Craignez-vous que la propagande anti-française dans certains pays arabes n’alimente la violence ?

« La France a renforcé son système d’alerte d’attaque au plus haut niveau, mais ne cédera pas aux intimidations. Le Président de la République l’a dit à Nice, en envoyant un message de fermeté mais aussi d’unité. Dans cette épreuve, c’est le moment où tous les Français, croyants ou non, doivent s’unir, car nous sommes une seule communauté qui fait face collectivement à ces attaques contre nos valeurs. Nous voulons aussi apporter un message de paix.

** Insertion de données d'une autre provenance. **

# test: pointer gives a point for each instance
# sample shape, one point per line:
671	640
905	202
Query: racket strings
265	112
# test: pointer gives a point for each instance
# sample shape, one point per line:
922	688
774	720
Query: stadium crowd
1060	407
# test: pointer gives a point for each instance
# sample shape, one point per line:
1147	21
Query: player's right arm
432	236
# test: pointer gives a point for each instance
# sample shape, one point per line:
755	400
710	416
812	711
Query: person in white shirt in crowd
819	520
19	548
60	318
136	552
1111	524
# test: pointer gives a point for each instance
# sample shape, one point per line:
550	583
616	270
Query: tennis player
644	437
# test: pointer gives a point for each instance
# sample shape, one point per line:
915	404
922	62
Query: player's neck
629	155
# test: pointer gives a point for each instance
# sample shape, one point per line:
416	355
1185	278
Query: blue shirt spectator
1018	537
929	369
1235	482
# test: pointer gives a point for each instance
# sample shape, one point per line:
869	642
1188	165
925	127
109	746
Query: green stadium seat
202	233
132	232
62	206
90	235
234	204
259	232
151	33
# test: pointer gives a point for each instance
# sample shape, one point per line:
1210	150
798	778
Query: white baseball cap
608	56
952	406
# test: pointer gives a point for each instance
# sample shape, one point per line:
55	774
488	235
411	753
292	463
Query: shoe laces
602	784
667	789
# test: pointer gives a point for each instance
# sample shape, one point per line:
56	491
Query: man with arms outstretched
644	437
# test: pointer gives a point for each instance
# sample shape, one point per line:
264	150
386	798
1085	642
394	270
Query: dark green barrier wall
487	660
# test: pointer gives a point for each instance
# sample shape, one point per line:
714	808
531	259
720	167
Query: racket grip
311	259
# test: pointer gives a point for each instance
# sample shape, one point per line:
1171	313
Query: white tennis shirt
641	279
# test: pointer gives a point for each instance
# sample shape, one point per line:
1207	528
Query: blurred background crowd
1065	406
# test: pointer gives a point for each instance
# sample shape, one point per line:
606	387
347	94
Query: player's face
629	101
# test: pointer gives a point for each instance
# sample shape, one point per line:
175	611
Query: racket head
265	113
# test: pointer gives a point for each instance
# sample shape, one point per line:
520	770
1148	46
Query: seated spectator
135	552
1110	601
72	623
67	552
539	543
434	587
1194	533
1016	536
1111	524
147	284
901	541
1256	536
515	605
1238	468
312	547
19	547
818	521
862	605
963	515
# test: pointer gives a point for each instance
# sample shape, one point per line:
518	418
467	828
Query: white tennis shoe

Que cherche Recep Tayyip Erdogan avec des attaques verbales directes et brutales contre Macron ? Comment répondre ?

« Les appels haineux contre la France déforment les positions que nous défendons en faveur de la liberté de conscience, de la liberté d’expression et de la liberté de religion. Ils dénaturent et manipulent également à des fins politiques les déclarations faites par le président de la République dans son discours sur le séparatisme islamique et dans son hommage à Samuel Paty, visant à lutter contre l’islamisme radical. Le séparatisme islamique est un projet politique, qui voudrait remplacer les lois de la République par une loi religieuse. Elle dépasse le communautarisme car elle s’accompagne d’une volonté de se dissocier de la République, d’établir de nouvelles règles et de les imposer. Cependant, ce projet est contraire à la liberté de tous et de chacun et à l’égalité, qui sont les principes de notre République. Nous devons continuer à nous souvenir de ce qui motive notre approche et dénoncer les dangereux raccourcis qui mélangent, parfois délibérément, la lutte contre le séparatisme islamique et la lutte contre l’Islam, qui n’a jamais été abordée. Notre main restera toujours tendue ».

L’UE a reporté une décision sur d’éventuelles sanctions contre la Turquie. Dans cette crise diplomatique avec Ankara, le soutien à la France des partenaires européens, en particulier du gouvernement italien, vous satisfait-il ?

« Tout d’abord, la plupart des pays européens, en particulier l’Italie, ont exprimé leur indignation et dénoncé les déclarations scandaleuses faites contre nos autorités. La solidarité exprimée montre que nous partageons la volonté de défendre nos valeurs communes. Ce n’est pas seulement une affaire pour la France. Elle concerne tous les Européens.

Avez-vous apprécié la manifestation devant le Palazzo Farnese de Matteo Salvini et des députés de la Ligue après l’attentat de Nice pour exprimer leur soutien à la France ?

« Nous avons été émus par les nombreux témoignages de solidarité exprimés jeudi. Nous avons reçu des messages de soutien du président Sergio Mattarella, du premier ministre Giuseppe Conte, des présidents des chambres, de nombreux ministres, d’élus et d’innombrables citoyens italiens qui ont voulu exprimer leur profond rejet de cet acte barbare. Toutes ces expressions d’amitié sont précieuses pour nous. Ils témoignent de la proximité entre nos deux pays. Nous sommes toujours aux côtés du peuple italien lorsqu’il est confronté à des tragédies et nous lui sommes reconnaissants de son soutien lorsque nous sommes nous-mêmes confrontés à des épreuves ».